As a sort of serendipitous precursor, on the day of Hedi’s debut show street style photographer Tommy Ton, fashion consultant Ramya Giangola and influencer Tina Lundin had arranged a meet-up for Philophiles (women who loved and bought into Philo’s work for Celine) at La Bar Du Caveau. Ton photographed the women, all wearing their best Celine pieces, as they chatted and celebrated the Philo era over glasses of champagne. It was almost as if they knew that whatever was to come next for the fashion house, it would never quite match up to what had been.
Since that Friday, something of a movement has been begun. The hashtag #OldCeline has started popping up in Insta feeds of fashion followers the world over, and its corresponding account @OldCeline – started just after Slimane announced the removal of the accent from the name – has received an influx of nostalgic new followers keen to reminisce, rocketing to over 55k in the past week.
Queues at the Celine concession in Paris department store Printemps have also begun to form, with customers desperate to get a bag a piece of #OldCeline before it leaves shelves, and a plethora of street style stars, influencers and fashion insiders have documented their pilgrimages to Celine stores, sharing their purchases on social media.
Remarkably, for the first time, we’re coveting old not new. Luxury resale site Vestiaire Collective has noticed a surge in customers searching for Celine since 28th September too. Compared to the same time last year, sessions on Celine pages on the site increased by 275%, with the number of Celine products sold increasing by 43%.
So, if like many others you’re mourning old Celine, here are some ways to keep Philo’s flame alive.
Follow these Insta accounts…
Ramya Giangola, @GoGoLuxe
The LA-based fashion consultant is a self-confessed Philophile and looks to have successfully bagged every cult piece of Philo’s Celine over the years. Her collection is envy-inducing. She’s saving it all for her daughter to also enjoy when she’s older but what’s most satisfying is that Ramya actually wears all of her pieces and doesn’t keep them locked away, despite how precious they are. A daily glance at her Insta feed is all you need for some well-dressed inspiration.

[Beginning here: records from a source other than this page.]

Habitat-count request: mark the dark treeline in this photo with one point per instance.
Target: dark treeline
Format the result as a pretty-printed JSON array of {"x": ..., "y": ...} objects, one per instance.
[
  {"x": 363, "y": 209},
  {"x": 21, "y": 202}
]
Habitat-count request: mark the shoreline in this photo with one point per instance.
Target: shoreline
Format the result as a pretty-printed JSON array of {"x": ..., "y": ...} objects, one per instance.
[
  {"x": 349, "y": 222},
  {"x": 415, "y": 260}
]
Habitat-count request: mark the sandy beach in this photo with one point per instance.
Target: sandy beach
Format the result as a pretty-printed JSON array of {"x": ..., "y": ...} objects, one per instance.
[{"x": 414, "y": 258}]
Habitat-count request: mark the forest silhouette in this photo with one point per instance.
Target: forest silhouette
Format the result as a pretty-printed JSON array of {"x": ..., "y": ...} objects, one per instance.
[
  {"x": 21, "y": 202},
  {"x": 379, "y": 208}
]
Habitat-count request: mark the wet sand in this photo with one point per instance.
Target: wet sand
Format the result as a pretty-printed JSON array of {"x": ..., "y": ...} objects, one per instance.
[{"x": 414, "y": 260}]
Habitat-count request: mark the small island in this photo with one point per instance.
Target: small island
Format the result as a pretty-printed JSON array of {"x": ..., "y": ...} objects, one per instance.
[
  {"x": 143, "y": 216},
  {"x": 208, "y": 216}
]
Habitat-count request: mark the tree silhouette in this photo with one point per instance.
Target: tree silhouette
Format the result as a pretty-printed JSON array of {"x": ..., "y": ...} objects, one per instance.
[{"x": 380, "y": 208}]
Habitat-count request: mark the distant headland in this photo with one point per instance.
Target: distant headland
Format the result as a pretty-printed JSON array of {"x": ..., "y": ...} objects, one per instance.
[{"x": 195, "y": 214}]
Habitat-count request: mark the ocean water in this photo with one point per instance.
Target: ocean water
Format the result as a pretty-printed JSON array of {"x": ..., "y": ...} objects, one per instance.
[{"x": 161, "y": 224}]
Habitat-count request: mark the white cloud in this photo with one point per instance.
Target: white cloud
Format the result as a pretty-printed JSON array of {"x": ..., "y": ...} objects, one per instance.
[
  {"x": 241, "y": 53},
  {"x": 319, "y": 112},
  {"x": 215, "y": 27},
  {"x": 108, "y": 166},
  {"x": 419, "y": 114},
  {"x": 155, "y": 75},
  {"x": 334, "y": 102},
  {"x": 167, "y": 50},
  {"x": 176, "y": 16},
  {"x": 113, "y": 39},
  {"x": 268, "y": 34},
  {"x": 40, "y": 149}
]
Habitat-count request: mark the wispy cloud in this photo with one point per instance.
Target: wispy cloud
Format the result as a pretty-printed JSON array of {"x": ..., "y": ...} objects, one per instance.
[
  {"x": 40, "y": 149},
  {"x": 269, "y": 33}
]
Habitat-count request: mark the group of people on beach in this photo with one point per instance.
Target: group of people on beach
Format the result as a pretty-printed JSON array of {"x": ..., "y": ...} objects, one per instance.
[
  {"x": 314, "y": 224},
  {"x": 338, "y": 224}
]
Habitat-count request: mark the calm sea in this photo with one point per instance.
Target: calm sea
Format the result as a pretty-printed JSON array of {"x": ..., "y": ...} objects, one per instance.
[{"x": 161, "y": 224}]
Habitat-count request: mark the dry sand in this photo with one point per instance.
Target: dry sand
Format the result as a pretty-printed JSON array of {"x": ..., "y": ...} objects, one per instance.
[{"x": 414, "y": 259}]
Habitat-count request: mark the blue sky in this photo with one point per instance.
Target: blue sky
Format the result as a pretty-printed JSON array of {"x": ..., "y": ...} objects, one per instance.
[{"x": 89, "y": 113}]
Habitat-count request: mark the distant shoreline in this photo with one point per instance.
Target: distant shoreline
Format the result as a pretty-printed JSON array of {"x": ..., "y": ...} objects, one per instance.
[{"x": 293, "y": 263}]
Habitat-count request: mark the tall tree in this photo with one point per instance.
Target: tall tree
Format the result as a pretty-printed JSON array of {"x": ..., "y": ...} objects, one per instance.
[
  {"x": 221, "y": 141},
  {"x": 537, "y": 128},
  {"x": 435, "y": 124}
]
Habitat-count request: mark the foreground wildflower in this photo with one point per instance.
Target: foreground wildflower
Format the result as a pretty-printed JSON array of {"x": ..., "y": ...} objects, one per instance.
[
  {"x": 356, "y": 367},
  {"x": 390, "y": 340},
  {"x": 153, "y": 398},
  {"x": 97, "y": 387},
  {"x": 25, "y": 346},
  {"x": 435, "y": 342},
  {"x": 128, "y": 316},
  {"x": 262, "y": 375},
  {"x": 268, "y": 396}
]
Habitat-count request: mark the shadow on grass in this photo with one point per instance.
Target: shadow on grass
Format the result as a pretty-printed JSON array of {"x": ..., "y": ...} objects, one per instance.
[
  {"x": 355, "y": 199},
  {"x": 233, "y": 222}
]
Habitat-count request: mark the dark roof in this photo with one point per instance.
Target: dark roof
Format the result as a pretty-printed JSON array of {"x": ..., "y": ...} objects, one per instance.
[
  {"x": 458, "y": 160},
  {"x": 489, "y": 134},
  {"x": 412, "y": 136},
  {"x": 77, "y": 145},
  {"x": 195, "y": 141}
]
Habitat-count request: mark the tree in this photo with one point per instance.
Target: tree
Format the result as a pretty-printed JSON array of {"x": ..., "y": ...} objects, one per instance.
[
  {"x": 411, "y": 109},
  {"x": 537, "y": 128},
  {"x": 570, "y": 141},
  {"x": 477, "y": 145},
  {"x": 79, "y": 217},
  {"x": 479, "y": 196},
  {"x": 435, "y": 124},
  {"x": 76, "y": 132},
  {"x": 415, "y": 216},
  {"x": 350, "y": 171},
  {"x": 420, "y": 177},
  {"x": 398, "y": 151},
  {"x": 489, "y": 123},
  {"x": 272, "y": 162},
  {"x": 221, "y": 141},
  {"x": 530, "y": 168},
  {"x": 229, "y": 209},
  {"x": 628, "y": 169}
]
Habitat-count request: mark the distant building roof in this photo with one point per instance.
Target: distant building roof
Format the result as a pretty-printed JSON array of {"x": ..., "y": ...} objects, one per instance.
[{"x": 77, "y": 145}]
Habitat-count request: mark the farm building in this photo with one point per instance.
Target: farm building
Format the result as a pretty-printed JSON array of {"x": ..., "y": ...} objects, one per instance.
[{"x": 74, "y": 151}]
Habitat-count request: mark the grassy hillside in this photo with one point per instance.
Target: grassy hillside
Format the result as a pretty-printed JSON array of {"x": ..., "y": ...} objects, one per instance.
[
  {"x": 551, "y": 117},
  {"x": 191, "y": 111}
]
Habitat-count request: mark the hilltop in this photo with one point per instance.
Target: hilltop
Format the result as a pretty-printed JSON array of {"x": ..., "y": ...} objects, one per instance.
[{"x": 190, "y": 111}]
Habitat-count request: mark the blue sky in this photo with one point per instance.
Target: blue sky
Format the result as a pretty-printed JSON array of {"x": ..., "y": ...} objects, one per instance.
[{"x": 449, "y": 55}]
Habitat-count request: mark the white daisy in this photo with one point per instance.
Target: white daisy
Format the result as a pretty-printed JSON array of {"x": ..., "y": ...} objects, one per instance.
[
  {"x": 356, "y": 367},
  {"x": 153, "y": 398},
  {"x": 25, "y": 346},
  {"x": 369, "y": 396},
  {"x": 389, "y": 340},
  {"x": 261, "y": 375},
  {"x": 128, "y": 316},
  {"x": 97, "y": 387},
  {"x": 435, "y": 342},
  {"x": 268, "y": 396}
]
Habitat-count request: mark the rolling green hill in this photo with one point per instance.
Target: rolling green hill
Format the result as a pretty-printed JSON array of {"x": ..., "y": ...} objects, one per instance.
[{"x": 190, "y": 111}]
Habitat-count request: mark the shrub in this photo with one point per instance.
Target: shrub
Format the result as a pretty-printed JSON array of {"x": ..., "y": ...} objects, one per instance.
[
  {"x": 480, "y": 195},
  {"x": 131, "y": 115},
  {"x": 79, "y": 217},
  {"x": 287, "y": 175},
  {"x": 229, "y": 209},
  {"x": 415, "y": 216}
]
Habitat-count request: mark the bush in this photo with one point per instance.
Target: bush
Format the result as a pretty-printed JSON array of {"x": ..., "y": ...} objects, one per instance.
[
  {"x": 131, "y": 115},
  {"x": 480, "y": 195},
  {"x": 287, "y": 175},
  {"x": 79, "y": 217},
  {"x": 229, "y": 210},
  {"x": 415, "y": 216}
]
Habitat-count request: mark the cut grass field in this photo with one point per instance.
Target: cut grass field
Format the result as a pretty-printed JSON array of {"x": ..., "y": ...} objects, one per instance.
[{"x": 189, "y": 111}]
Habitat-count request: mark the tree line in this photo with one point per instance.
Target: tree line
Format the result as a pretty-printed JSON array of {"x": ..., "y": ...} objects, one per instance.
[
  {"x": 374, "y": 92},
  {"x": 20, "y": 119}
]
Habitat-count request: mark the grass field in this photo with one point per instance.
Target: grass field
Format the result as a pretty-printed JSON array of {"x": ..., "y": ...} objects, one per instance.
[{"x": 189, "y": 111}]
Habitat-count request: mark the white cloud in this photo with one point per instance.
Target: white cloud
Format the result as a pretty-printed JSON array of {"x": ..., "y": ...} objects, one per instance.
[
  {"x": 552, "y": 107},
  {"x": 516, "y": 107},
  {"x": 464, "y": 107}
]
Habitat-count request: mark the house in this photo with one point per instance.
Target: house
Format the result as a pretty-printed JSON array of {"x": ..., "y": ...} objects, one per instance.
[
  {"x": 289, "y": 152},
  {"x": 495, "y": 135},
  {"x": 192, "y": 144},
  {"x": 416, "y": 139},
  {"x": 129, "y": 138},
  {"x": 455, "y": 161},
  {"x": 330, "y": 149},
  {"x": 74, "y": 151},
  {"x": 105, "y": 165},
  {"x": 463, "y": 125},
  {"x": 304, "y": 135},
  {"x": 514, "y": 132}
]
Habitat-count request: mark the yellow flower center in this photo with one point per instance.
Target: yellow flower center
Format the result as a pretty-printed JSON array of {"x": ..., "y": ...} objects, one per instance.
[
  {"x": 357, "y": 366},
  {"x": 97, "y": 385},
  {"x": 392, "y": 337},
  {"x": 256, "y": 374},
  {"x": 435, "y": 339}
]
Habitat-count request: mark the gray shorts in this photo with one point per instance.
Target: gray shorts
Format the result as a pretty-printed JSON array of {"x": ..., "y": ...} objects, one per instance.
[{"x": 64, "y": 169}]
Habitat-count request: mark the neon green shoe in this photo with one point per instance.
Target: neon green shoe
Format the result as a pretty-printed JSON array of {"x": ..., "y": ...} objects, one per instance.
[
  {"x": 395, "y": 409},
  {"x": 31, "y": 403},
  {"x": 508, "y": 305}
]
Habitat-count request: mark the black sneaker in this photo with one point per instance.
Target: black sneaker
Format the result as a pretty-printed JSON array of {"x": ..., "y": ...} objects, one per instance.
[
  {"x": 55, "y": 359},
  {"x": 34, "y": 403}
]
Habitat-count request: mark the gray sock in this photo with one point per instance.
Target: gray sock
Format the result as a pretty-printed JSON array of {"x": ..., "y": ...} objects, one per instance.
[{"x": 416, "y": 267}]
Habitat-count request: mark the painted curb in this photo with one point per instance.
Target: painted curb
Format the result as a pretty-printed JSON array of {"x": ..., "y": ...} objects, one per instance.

Natasha Goldenberg, @NGoldenberg
The Russian fashion editor and street style star has one of the most lust-worthy wardrobes we’ve ever come across, so of course it contains a fair amount of Celine. She’s less of a head-to-toe Celine woman, but has a knack for mixing key pieces in with her other designer garbs.
Tina Lundin, @L_T_W_S_
Influencer Tina will make you seriously regret that you didn’t spend every spare penny you had over the last 10 years on Celine. But once you’ve got over that, you’ll be glad that she did and has countless Celine looks to share as a result.
Buy these #OldCeline pieces before they leave stores…
The Alphabet Pendant
The gold-plated, twig-like letters debuted at the Autumn/Winter 2017 show, hanging around model’s necks on chains and cord. You can’t get them via the Celine website anymore but track them down in stores and concessions.
The Padded Belt Trousers
Spotted all over the fashion week street style circuit, these wide-leg trousers with a distinctive padded belt buckle are from the pre-fall 2018 collection, Philo’s final offering for the brand. An icon in the making.
The Trio Bag
Often, when a new designer takes over a brand cult items remain on sale, but we can’t be sure of anything when it comes to the new Celine. So, if you can afford it, splash out a Celine Trio bag now. The triple-pouch cross-body bag is a true accessory icon and worth every hard-earned penny.
And if you can’t get hold of actual Celine, try these brands...
The Olsen twins were tipped to take over from Philo at one point, and there’s no denying they would have been a perfect fit. Their own brand, The Row, shares all the codes of Philo’s Celine with its minimalist aesthetic and wear-forever sensibility. The pieces are expensive but you’ll treasure them for years.